Now this of course happens a lot, so the graph can look like this at some point:
[##-##-#-##-#--##-#--#------]

Depending on the filesystem (FAT32 writs to the first available empty space, NTFS is much smarter in this and tries to keep files unfragmented where it can) at some point, a large file cannot be stored in just one empty segment. That file will then be spread across the harddrive, example:
[##F##F#F##-#--##-#--#------] where F is that file.

NTFS already will try to store files in close proximity of itself and attempts to combat fragmentation where it can.

But it all comes to this, it doesn't matter if you fragment files on purpose, even if those files are not used often, they'll always present the possibility that fragmentation occurs at any point of time. I guess if it were possible to move files that aren't being used to the end of the disk it may be quicker to defragment the files that are used often (which might actually what NTFS already does) but other than that, the answer to your question is simple: no. fragmenting files on purpose won't help. You can even store files defragmented at the end of the drive and they'd still be defragmented.

LPChip

Posted 2015-10-23T21:02:44.203

Reputation: 42 190

0

"Fragmenting" no. "Arranging files for efficiency" Maaaybe though I doubt it works. Your plan is based on a few premises.
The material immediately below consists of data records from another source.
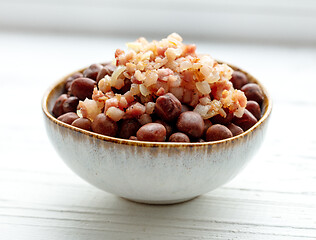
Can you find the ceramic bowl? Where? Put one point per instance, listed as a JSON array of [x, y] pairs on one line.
[[149, 172]]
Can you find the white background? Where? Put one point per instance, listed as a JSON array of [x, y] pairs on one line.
[[41, 41]]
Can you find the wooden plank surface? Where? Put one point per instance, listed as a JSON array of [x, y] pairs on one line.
[[40, 198]]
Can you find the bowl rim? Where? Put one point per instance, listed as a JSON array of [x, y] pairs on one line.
[[49, 92]]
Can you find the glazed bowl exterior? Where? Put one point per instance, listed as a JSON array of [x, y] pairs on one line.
[[148, 172]]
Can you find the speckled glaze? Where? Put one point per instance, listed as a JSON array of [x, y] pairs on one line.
[[155, 173]]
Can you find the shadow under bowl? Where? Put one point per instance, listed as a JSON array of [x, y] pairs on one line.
[[150, 172]]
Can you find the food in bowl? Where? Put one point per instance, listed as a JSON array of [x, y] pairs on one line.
[[136, 164], [161, 91]]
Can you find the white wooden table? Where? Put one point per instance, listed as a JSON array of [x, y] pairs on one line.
[[40, 198]]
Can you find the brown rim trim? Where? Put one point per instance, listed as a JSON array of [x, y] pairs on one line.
[[264, 117]]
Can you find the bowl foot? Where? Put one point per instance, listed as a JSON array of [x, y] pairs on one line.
[[161, 202]]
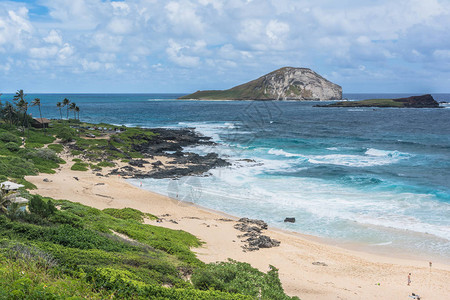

  1. The OS dosen't cache. Which it typically will. Windows does. Commonly stored files cached in ram are going to be an order of magnitude faster.
  2. You can deterministically place files on certain parts of a disk. There's tools that do that using the defragmentation API - jkdefrag/mydefrag did that with impressive results. For a while. It was a handy parlor trick to get a system that was unusably slow somwaht usable.
  3. Your drive has a certain (small) amount of internal ram to smooth things like this over.
  4. You assume your files are stored in static locations and/or the overhead of keeping these files arranged for optimised seek time is low. No one seems to do it this way.

Journeyman Geek

Posted 2015-10-23T21:02:44.203

Reputation: 119 122